His popularity is tied directly to the movement that he created.

It’s a shame, however, that he cannot profit off of it, not if he wants to remain an amateur that is eligible to play college basketball.

That doesn’t stop corporations from profiting off of what he has created.

Today, Nike released a new colorway for the kid size PG1s, Paul George’s signature shoe, that has been dubbed the ‘JellyFam PG1’. It’s being sold for $90 on their website right now. This is what it looks like:

What you’ll notice, in addition to purple and turquoise colors that are a staple in the JellyFam gear that Washington wears, is the straps. On the right foot, it says “score in bunches”. On the left foot, you’ll see a design that looks like basketballs on a grapevine … or the grape emoji, with basketballs instead of grapes.

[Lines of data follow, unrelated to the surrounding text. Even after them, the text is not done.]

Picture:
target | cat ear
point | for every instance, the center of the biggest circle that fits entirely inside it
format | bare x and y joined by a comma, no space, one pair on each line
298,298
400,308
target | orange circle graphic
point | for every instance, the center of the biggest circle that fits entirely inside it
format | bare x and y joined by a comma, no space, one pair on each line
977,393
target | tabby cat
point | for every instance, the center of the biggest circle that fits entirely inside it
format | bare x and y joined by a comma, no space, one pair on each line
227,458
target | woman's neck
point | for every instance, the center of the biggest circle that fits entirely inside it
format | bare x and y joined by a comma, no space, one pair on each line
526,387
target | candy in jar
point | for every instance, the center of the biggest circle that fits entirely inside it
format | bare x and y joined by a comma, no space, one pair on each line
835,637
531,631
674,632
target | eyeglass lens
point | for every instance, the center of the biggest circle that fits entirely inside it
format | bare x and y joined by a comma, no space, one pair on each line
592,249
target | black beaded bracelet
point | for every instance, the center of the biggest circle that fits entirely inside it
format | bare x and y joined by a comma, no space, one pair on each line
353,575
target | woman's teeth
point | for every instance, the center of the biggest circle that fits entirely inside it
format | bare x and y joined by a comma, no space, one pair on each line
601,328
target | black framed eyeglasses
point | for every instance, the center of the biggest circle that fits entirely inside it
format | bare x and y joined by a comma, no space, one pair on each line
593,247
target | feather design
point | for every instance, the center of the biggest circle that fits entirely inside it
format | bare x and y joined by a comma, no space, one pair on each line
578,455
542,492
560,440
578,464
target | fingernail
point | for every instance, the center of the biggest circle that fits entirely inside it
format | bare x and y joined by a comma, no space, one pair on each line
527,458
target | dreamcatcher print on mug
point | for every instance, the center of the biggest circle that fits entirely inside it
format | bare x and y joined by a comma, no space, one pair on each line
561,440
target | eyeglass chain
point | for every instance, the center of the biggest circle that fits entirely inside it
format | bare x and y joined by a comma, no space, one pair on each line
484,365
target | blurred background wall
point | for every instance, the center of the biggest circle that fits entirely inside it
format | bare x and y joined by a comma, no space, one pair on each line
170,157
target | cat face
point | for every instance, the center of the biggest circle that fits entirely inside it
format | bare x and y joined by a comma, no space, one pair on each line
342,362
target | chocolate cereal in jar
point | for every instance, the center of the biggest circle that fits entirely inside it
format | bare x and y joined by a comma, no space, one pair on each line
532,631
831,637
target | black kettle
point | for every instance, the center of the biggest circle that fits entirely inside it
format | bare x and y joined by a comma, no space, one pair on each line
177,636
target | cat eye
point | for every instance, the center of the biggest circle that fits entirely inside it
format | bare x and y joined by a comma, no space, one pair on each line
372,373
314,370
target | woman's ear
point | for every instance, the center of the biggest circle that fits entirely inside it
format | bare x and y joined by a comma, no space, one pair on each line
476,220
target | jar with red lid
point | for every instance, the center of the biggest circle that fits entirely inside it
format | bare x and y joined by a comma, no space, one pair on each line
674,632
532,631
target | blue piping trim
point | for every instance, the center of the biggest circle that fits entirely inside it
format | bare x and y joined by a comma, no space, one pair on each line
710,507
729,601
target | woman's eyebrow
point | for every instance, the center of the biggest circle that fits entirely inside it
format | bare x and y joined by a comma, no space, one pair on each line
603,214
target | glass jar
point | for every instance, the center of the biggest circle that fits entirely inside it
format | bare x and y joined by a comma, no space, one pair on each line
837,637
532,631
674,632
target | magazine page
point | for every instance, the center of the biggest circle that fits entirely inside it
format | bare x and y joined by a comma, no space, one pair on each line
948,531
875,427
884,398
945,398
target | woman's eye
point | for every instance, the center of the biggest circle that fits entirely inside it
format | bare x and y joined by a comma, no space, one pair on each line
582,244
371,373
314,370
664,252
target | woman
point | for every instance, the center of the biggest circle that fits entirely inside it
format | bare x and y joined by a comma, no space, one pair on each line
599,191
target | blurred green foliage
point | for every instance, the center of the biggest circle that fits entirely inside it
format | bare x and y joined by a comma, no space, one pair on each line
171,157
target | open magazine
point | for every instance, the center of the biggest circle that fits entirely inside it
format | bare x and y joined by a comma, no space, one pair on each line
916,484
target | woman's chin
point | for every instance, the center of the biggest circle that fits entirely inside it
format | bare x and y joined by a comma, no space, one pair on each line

Washington and the rest of the members of JellyFam have adopted the grape emoji as their own when posting on social media.

According to a Nike spokesperson, these shoes were “inspired by Paul George’s love for fresh grapes.”

What Nike is doing here is wrong.

They are trying to capitalize on a movement created by athletes that are not allowed to monetize something they built simply because of the NCAA’s amateurism rules. They are stealing the work created by these young men simply because they can. At worst, this is plagiarism.

Washington did not respond to messages from NBC Sports, but on Friday morning he tweeted, “It’s crazy bro they know I can’t so they just take advantage.” That tweet has since been deleted.

If you read this space, you know my feelings on the NCAA and amateurism. It’s wrong and it needs to be changed, but that’s another column for another day that’s been written thousands of times.

This column is much simpler: An international, multibillion-dollar company like Nike is already profiting off of the unpaid labor of amateur athletes.

Stealing their art, their work, their movement to try and sell sneakers to kids for $90 is despicable.

And I’m not sure there’s anything else to add.